A 8h06, quand sa porte a claqué, Madame Laure trottine dans le couloir. « Clac clac clac clac » racontent les escarpins, répétant ce qu’a dit la porte. Un tintement de clefs l’accompagne. Les voisins rarement croisés se réduisent parfois à cela : une succession de sons bien définie. Ainsi, les précédents locataires n’étaient-ils pour moi qu’un lied à deux voix pour bichons maltais, suivi d’un beuglement : « vos gueules ! »

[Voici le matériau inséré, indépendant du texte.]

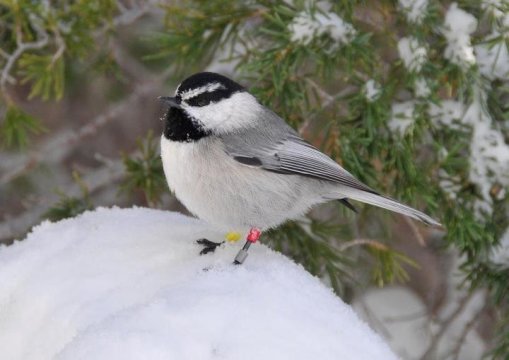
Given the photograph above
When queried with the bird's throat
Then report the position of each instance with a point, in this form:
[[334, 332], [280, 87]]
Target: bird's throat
[[179, 126]]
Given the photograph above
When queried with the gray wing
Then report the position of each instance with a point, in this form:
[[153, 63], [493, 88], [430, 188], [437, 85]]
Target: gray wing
[[274, 146]]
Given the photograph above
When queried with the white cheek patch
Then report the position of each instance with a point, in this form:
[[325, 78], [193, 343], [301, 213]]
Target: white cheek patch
[[234, 113], [191, 93]]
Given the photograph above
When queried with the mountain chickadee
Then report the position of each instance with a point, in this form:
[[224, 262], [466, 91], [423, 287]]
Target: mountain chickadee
[[237, 165]]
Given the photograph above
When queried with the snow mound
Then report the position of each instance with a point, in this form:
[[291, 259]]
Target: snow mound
[[129, 284]]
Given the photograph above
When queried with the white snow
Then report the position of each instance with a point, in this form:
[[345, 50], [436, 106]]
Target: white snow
[[129, 284], [414, 10], [500, 255], [402, 117], [488, 153], [412, 53], [372, 90], [458, 25], [493, 53], [421, 88], [405, 322], [307, 26], [448, 113]]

A 8h20, le petit monsieur à veste élimée descend la rue de la République et s’aplatit contre les murs pour ne pas gêner les voitures. 8h50 : on le retrouve à l’identique deux kilomètres plus bas, dans cette même rue qui veine toute la bourgade. Quelquefois, il s’arrête et reste là plusieurs minutes, le regard porté loin, avec l’air d’attendre quelqu’un. Comme il n’arrive jamais personne, le petit monsieur finit par s’éloigner.
Aux alentours de 12h30, Elisabeth promène son cavalier king charles. On dirait qu’à chaque pas elle enjambe quelque chose. Elisabeth est employée de mairie. On m’a prévenue – mais pas dès le départ – que sa mémoire vacille un peu. Passé le seuil de son bureau, elle ne reconnait plus personne. Elle ne pense pas non plus à saluer les usagers auxquels elle est censée répondre, ce qui ne va pas sans occasionner des malentendus. Impossible de croiser son regard. Tout le monde dit qu’elle a les yeux dans le vide ; c’est faux : elle regarde ses pensées.
Elisabeth, quand elle passe devant la fenêtre dans son k-way beige avec son chien au bout d’une laisse, signale sans le savoir qu’il reste dix minutes avant d’aller faire bouillir de l’eau pour le thé.